Integer sqrt in stdlib

My proposed isqrt produces the integer squareroot for all integer types, not floating point.

2 Likes

Hey @asterite, I think the fundamental problem here is Crystal’s implementation of the GMP library.

Check out the following.

require "big"
require "benchmark"

module BitLength
  def bit_length()
    x = self < 0 ? ~self : self

    if x.is_a?(Int::Primitive)
      self.class.new(sizeof(self) * 8 - x.leading_zeros_count)
    else
      Math.log2(self).ceil.to_i
    end
  end
end

struct Int; include BitLength end

n = 10 ** 9
puts; puts "n = (10 ** 9) # => 30"
Benchmark.ips do |x|
  x.report("bit_length") do
    n.bit_length
  end
  x.report("to_s(2).size") do
    n.to_s(2).size
  end
end

n = 10_u64 ** 19
puts; puts "n = (10 ** 19) # => 64"
Benchmark.ips do |x|
  x.report("bit_length") do
    n.bit_length
  end
  x.report("to_s(2).size") do
    n.to_s(2).size
  end
end

n = 10.to_big_i ** 21
puts; puts "n = (10 ** 21) # => 70"
Benchmark.ips do |x|
  x.report("bit_length") do
    n.bit_length
  end
  x.report("to_s(2).size") do
    n.to_s(2).size
  end
end

n = 10.to_big_i ** 30
puts; puts "n = (10 ** 38) # => 100"
Benchmark.ips do |x|
  x.report("bit_length") do
    n.bit_length
  end
  x.report("to_s(2).size") do
    n.to_s(2).size
  end
end

n = 10.to_big_i ** 50
puts; puts "n = (10 ** 50) # => 167"
Benchmark.ips do |x|
  x.report("bit_length") do
    n.bit_length
  end
  x.report("to_s(2).size") do
    n.to_s(2).size
  end
end

n = 10.to_big_i ** 200
puts; puts "n = (10 ** 200) # => 667"
Benchmark.ips do |x|
  x.report("bit_length") do
    n.bit_length
  end
  x.report("to_s(2).size") do
    n.to_s(2).size
  end
end

n = 10.to_big_i ** 308
puts; puts "n = (10 ** 308) # => 1024"
Benchmark.ips do |x|
  x.report("bit_length") do
    n.bit_length
  end
  x.report("to_s(2).size") do
    n.to_s(2).size
  end
end

It produces this output, with all the input values creating valid results.

n = (10 ** 9) # => 30
  bit_length 436.29M (  2.29ns) (± 3.52%)   0.0B/op        fastest
to_s(2).size  11.09M ( 90.19ns) (± 6.20%)  48.0B/op  39.35× slower

n = (10 ** 19) # => 64
  bit_length 435.76M (  2.29ns) (± 3.71%)   0.0B/op        fastest
to_s(2).size   9.61M (104.02ns) (± 5.63%)  80.0B/op  45.33× slower

n = (10 ** 21) # => 70
  bit_length 108.68M (  9.20ns) (± 3.70%)  0.0B/op        fastest
to_s(2).size   3.00M (333.32ns) (± 4.80%)  176B/op  36.22× slower

n = (10 ** 38) # => 100
  bit_length 106.59M (  9.38ns) (± 7.24%)  0.0B/op        fastest
to_s(2).size   2.33M (429.16ns) (± 4.79%)  240B/op  45.75× slower

n = (10 ** 50) # => 167
  bit_length 108.22M (  9.24ns) (± 5.51%)  0.0B/op        fastest
to_s(2).size   1.50M (665.18ns) (± 4.75%)  368B/op  71.99× slower

n = (10 ** 200) # => 667
  bit_length 107.04M (  9.34ns) (± 6.26%)    0.0B/op         fastest
to_s(2).size 428.15k (  2.34”s) (± 5.89%)  1.44kB/op  249.99× slower

n = (10 ** 308) # => 1024
  bit_length 114.35M (  8.75ns) (± 6.29%)    0.0B/op         fastest
to_s(2).size 278.45k (  3.59”s) (± 5.36%)  2.63kB/op  410.65× slower

The Crystal version of Math.log2(n) bombs starting with (10 ** 309), and larger.

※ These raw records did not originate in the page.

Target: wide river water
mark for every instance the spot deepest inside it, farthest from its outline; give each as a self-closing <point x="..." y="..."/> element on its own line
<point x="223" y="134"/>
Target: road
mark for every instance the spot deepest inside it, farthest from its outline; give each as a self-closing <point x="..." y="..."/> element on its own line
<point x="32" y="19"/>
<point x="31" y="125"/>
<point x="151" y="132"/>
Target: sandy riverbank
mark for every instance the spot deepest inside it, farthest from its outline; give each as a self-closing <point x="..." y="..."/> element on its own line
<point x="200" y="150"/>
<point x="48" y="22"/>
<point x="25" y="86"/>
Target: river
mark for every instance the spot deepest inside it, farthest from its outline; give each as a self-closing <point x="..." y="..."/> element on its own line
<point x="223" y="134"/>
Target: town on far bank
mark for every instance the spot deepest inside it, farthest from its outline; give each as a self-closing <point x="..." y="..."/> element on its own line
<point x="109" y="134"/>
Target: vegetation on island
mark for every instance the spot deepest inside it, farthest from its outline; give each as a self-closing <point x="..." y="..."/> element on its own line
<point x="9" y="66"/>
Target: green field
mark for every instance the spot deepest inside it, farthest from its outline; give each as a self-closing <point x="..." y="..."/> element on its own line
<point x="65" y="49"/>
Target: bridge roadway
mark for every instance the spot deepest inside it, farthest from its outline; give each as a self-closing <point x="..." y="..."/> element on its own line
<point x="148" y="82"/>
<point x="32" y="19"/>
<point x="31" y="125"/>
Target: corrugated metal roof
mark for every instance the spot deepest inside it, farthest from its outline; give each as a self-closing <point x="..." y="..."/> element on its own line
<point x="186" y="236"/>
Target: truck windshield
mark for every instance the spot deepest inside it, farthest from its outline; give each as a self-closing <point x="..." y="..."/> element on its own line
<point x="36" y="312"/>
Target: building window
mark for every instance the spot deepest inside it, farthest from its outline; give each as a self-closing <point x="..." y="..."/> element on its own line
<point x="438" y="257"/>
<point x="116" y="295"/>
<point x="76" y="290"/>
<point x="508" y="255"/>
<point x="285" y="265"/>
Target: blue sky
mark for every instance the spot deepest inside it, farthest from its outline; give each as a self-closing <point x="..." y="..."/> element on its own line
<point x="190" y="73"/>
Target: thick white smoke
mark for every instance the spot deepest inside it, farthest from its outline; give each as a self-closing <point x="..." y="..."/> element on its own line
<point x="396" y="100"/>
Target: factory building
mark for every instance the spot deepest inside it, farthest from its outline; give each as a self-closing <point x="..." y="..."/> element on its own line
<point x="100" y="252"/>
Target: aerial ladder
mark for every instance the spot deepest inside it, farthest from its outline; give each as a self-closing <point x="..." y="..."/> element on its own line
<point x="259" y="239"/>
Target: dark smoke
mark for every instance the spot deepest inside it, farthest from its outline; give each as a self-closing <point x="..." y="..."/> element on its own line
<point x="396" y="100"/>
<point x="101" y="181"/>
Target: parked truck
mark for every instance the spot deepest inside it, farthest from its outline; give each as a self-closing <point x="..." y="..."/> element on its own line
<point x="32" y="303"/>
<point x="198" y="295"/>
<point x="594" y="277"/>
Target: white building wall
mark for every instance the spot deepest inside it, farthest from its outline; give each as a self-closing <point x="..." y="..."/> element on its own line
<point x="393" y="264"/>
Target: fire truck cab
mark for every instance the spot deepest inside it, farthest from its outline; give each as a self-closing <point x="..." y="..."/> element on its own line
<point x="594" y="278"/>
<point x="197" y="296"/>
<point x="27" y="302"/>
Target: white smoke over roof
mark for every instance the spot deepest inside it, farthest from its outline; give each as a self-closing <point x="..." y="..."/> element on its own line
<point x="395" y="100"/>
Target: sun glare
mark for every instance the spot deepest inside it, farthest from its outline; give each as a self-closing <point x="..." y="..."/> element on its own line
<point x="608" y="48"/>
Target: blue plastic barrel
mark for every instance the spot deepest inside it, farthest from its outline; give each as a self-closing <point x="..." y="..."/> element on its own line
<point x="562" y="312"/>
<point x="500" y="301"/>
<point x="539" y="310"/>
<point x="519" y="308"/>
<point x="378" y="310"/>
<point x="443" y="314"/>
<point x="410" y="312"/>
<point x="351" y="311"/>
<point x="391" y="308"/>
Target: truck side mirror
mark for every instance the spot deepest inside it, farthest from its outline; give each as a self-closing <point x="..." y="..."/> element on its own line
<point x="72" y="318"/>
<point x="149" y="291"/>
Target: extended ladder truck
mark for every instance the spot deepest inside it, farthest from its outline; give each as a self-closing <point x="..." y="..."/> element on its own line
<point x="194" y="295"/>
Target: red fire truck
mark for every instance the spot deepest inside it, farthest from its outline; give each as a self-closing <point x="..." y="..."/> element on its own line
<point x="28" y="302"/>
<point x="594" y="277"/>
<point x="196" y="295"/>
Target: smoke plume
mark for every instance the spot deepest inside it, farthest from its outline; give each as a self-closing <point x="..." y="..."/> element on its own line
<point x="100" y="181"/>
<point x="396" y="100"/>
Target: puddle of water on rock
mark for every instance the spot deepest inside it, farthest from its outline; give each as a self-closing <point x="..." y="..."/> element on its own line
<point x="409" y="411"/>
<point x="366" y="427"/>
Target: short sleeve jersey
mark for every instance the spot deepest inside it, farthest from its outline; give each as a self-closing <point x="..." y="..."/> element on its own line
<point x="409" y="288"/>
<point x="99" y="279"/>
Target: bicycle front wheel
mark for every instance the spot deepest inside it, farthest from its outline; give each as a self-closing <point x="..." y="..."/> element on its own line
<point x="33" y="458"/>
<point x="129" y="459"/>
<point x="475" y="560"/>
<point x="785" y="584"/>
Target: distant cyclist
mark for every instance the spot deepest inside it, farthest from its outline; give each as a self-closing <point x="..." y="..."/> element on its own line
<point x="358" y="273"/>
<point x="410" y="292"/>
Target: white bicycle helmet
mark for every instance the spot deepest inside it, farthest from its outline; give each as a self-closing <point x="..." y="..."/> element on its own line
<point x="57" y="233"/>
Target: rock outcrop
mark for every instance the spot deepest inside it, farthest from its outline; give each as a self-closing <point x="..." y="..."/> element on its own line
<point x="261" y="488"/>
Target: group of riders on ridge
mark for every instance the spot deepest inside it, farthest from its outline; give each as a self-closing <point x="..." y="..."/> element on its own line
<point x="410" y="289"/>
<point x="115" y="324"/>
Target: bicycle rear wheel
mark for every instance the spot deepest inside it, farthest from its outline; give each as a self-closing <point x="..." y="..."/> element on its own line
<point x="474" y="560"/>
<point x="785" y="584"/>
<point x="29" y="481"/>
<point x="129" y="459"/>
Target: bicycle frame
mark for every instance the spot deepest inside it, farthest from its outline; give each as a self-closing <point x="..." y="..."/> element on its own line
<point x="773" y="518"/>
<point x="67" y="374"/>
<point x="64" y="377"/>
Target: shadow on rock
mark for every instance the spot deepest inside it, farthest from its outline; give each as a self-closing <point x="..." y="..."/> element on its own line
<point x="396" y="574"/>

However, the Ruby implementation of Math.log2(n) works for large n.

2.7.0 :172 > Math.log2(10**100000).ceil
 => 332193 
2.7.0 :173 > (10**100000).bit_length 
 => 332193 
2.7.0 :174 > (10**100000).to_s(2).size
 => 332193 
2.7.0 :175 

This says to me Crystal’s implementation of GMP is severely deficient, and fixing it will cure a host of ills, and provide the same usefulness and benefits of Ruby.

Sorry, I don’t follow. In which way it’s severely deficient? Are you talking about the bit_length producing wrong results or something else?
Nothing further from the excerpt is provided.